Katie Webster and her four children posing outside of the JRVLS Alfred Dickey location
Katie Webster posing outside of the JRVLS Alfred Dickey location with her children.

As a parent of four kids, I know that children’s literacy is of utmost importance.  I also know that it is not easy in our modern world of screens everywhere.   I know genetically my kids are not all made up exactly the same and therefore reading comes easy to some and not as easy to others.  That is where the community library comes to the forefront in our family.  My children don’t always love to read, nor do they always want to go to the library, but when I get them there they almost always find something of interest to them.


I have made it our weekly habit, since they were babies, to go to the library in the name of literacy for my kids, and I will be honest it is mainly due to cost.  Nowhere else can I expose my children to such vast free resources as at the library.


In my experience in the elementary school setting, with four kids spanning grades K-5, I find that many of the struggling readers in my kids’ schools have the lowest socioeconomic status.  This is what makes the library so essential to our community.  The library is a place children of any age or economic level can come and experience books beyond their imagination.  With great leadership in the library putting on free events and programming that encourage children to come and experience, they might just pick up a book along the way.

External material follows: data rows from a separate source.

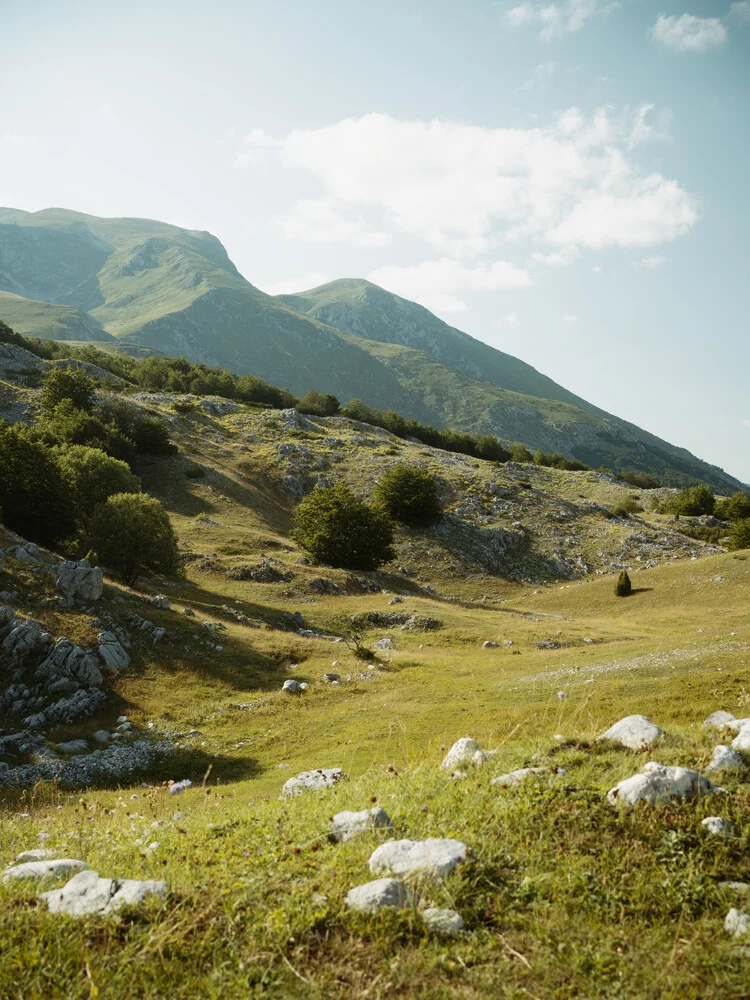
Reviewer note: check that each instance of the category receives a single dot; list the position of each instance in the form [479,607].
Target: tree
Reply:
[623,587]
[739,534]
[93,477]
[319,404]
[132,534]
[734,508]
[409,495]
[338,529]
[69,383]
[35,500]
[692,501]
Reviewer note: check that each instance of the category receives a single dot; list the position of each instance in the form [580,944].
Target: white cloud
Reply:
[289,286]
[318,220]
[465,190]
[653,263]
[555,19]
[541,74]
[687,33]
[439,284]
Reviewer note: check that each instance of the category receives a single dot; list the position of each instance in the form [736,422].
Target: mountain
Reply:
[72,276]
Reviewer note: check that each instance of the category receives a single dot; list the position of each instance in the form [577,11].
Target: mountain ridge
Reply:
[177,291]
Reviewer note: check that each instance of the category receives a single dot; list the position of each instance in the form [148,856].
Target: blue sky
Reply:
[564,180]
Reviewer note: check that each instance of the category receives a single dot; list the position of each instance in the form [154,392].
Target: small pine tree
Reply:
[623,587]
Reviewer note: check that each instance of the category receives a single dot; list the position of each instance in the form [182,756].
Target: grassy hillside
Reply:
[565,895]
[176,291]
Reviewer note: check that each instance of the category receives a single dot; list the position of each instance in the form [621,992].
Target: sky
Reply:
[565,180]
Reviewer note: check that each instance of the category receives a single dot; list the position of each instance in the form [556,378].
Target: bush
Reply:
[626,507]
[319,404]
[692,501]
[132,534]
[63,384]
[93,477]
[35,500]
[338,529]
[409,495]
[739,534]
[734,508]
[623,587]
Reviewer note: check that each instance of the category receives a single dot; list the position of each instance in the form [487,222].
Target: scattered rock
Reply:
[43,869]
[464,751]
[726,759]
[383,893]
[312,781]
[717,826]
[438,856]
[737,922]
[346,825]
[658,783]
[87,893]
[444,923]
[634,731]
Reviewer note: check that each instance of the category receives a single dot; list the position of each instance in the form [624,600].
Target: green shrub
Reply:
[338,529]
[734,508]
[409,495]
[319,404]
[692,501]
[93,477]
[132,535]
[63,384]
[35,500]
[623,587]
[739,534]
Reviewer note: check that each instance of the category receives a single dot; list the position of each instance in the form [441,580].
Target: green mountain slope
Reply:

When it comes to my own children, anything I can do to get them into the doors of the library is going to be beneficial to their overall love of reading.  No matter who you are and what level of reader you are, you can always find something of interest once in the building.  It is very hard to find the time in the busy day to day of all of the other noise and choices that kids have these days, but when I put it on the calendar as a weekly event I can see the lifelong reading benefits in my children.